This code is a MATLAB script designed to visualize the beam pattern of a phased array antenna, specifically focusing on its directional radiation pattern and how it changes with different steering angles. Here's a breakdown of its key components and functionalities:

Angular Range Setup: The script starts by creating a vector Psi which spans from −π to π in steps of π/100, with a small offset (0.0001) to avoid division by zero later in the calculations. This range represents the angles (in radians) over which the beam pattern will be evaluated.
Parameter Initialization: N is set to 16, indicating the number of elements in the antenna array. However, the description mentions an 8x1 array, which might be a discrepancy unless N is meant to represent something else or the description is generalized.
Array Factor Calculation: The script computes the array factor (a_theta_sum) using the formula involving the sine function. This calculation simulates the combined effect of the antenna elements radiating and the phase differences between them, which is critical for steering the beam. The formula used takes into account the number of elements (N) and the angular variable (Psi).
Normalization and Logarithmic Conversion: The absolute value of the array factor is normalized to its maximum value to ensure the pattern fits within a standard scale. It's then converted to decibels (dB) to provide a logarithmic scale representation, which is more intuitive for understanding signal strength variations across the pattern.
Thresholding: The script applies a threshold of -30 dB to the array factor in decibels. This step is intended to limit the plot's dynamic range, focusing the visualization on more significant parts of the beam pattern (like the main lobe and major sidelobes) by cutting off values below -30 dB.
Further Normalization: After thresholding, the script further normalizes the dB values to stretch them across the available plot range, enhancing the visual differentiation of pattern features.
Plotting: The script generates several plots to visualize the antenna's beam pattern:

A linear scale plot of the normalized absolute array factor versus Psi.
A polar plot of the normalized absolute array factor.
A decibel scale plot showing the dynamic range and sidelobe levels of the beam pattern.
A polar plot in decibels, offering an angular and logarithmic scale representation of the beam pattern.

Followings are the code that I wrote in Octave to creates all the plots shown in this page.
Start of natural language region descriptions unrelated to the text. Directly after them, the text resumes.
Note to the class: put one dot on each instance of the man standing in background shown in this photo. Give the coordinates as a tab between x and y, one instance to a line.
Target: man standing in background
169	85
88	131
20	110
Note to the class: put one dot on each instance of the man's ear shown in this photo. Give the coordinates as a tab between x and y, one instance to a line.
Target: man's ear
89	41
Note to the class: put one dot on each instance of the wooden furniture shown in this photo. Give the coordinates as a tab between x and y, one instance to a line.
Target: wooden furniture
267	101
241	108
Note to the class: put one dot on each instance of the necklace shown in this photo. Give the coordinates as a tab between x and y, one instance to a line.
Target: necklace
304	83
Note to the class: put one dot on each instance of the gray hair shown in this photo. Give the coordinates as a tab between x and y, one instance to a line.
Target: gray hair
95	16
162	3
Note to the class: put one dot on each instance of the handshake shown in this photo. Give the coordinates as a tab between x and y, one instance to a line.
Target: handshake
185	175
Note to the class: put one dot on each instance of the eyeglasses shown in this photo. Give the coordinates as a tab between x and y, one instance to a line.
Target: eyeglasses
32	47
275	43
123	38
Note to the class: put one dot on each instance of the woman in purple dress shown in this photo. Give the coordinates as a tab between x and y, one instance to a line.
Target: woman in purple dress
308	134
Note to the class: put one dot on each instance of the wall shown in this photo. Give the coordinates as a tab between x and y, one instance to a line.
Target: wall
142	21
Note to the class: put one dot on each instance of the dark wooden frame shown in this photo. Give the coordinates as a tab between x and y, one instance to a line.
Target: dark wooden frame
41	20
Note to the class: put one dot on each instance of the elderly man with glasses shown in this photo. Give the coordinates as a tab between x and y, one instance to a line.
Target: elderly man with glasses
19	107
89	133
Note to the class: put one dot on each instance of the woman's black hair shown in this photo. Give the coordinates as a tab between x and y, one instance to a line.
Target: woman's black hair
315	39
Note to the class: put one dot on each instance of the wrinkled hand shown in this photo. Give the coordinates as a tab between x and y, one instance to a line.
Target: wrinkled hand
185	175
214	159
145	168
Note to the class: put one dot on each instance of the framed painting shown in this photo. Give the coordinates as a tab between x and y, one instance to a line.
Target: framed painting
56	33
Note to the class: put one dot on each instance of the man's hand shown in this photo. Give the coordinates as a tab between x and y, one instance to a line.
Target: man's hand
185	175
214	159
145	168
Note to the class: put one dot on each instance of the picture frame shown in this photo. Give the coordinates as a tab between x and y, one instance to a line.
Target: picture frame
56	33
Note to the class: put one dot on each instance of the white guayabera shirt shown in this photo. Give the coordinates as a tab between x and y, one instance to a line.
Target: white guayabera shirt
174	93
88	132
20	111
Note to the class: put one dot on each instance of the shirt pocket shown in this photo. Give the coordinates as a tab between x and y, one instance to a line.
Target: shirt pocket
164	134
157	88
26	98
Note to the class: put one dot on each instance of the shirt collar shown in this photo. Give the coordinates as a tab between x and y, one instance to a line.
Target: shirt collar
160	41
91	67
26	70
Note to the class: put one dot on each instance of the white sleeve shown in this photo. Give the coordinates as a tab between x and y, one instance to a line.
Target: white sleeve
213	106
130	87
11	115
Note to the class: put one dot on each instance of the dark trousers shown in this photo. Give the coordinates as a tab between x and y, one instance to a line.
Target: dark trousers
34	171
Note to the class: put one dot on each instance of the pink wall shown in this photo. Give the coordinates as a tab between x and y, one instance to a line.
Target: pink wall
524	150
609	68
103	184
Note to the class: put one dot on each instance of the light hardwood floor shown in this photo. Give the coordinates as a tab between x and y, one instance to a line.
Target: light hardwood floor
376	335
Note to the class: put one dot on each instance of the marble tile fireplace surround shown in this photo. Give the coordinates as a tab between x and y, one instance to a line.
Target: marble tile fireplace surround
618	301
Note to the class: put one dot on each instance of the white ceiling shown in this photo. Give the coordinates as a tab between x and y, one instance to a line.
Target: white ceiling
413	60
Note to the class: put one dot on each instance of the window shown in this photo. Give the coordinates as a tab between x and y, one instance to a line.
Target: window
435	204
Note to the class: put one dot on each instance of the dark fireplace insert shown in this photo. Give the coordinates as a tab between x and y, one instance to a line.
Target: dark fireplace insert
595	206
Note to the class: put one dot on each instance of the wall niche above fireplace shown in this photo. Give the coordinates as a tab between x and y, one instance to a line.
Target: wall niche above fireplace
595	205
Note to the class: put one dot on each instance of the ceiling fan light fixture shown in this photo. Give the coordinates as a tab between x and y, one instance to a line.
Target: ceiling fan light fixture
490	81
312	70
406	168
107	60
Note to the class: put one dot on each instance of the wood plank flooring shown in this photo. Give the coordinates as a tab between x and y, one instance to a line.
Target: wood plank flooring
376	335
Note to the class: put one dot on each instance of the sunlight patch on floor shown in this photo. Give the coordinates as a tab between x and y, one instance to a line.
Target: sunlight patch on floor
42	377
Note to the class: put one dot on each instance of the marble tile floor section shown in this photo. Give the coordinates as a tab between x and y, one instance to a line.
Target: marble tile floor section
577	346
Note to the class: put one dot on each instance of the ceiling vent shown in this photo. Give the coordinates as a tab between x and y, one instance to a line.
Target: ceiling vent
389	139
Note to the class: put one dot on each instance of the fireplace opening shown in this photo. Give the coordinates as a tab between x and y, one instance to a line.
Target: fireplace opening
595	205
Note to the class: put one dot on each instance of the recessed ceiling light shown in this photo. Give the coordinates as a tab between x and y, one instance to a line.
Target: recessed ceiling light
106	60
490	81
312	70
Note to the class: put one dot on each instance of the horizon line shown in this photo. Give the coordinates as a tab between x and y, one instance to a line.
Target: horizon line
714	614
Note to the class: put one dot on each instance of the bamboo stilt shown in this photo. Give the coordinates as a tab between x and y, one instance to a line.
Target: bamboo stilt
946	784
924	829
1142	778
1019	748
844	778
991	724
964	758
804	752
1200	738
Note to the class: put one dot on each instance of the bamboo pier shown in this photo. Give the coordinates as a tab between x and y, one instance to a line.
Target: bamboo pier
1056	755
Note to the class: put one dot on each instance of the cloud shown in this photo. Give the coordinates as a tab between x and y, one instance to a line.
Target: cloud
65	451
You may copy these code and play with these codes. Change variables and try yourself until you get your own intuitive understanding.

< Code 1 >

Psi = (-1.0*pi:pi/100:1.0*pi)+0.0001;

N = 16;

a_theta_sum = sin(N .* Psi ./ 2) ./ (N .* sin(Psi ./ 2));

a_theta_sum_abs = abs(a_theta_sum);

a_theta_sum_abs = a_theta_sum_abs ./ max(a_theta_sum_abs);

a_theta_sum_abs_dB = 10 .* log(a_theta_sum_abs);

for i = 1:length(a_theta_sum_abs_dB)

if a_theta_sum_abs_dB(i) <= -30

a_theta_sum_abs_dB(i) = -30;

end;

a_theta_sum_abs_dB = a_theta_sum_abs_dB - min(a_theta_sum_abs_dB);

a_theta_sum_abs_dB = a_theta_sum_abs_dB/max(a_theta_sum_abs_dB);

hFig = figure(1,'Position',[300 300 700 600]);

subplot(2,2,1);

plot(Psi,a_theta_sum_abs);

xlim([-pi pi]);

tStr = sprintf("N = %d",N);

title(tStr);

set(gca,'xtick',[-pi -(3/4)*pi -pi/2 -pi/4 0 pi/4 pi/2 (3/4)*pi pi]);

set(gca,'xticklabel',{'-pi','-3pi/4','-pi/2' '-pi/4' '0' 'pi/4' 'pi/2','-3pi/4','pi'});

subplot(2,2,2);

polar(Psi,a_theta_sum_abs,'-r');

t = findall(gcf,'type','text');

%delete(t);

subplot(2,2,3);plot(Psi,10 .* log(a_theta_sum_abs));ylim([-30 1]);